Both, Vilaplana and Mazón, he being ultimately responsible for the management of the dana in their Community and not her, kept the key information hidden for 13 months until they said goodbye to the food that was not stopped even though he knew then what was happening in the southern municipalities of New Turia. Well, the receipt from the car park where Vilaplana had parked the car reveals that he left there at least at 7.47pm. So if you take into account his testimony in court that it was 10 or 15 minutes after he said goodbye and left, they had to say goodbye around 7:30 p.m.

Another of the summits of the affair is occupied by the journalist of the Valencian public television À Punt Xavier Carrau, Vilaplana’s former partner and father of her two children. This Wednesday Carrau sent a message on his The video shows the dramatic situation of the Poyo ravine and how the deadly tongue of water, mud and reeds demolishes a walkway. Vilaplana responded, while in the company of Mazón. It would still have taken almost an hour and a half to reach the emergency room, where Cecopi had been summoned, and another 40 minutes for the journalist to leave the car park. On Tuesday, after the payment deadline expired, Carrau wrote: “As I said a few minutes ago, an abyss with unpredictable consequences is opening up.”

Him presidentafter 37 minutes of being disconnected in which he didn’t answer or make any calls, he finally picked up the phone at 7.34pm. It was his regional secretary for Infrastructure, Javier Sendra, who warned him that the metro command center had collapsed. The Poyo ravine had overflowed.

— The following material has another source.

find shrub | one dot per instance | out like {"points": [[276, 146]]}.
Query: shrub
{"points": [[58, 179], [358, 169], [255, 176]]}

He had been incommunicable, at least through calls, since 6:57 p.m. until that moment. Mazón arrived just before 8 p.m. at the Palau de la Generalitat and at 8.28pm he entered the emergency room facilities. The alert was sent at 8:11 p.m. At the time, at least 156 people had died from drowning and mud damage and 37 were in a critical situation.

This Wednesday Mazón repeated that he is not aware of a minute that continues to hide what he has done since 6.57pm. at 7.34pm, when he did not answer phone calls, while people were drowning less than five kilometers from the center of Valencia, where he had just finished a meeting lasting at least four hours with an epilogue-farewell of another hour.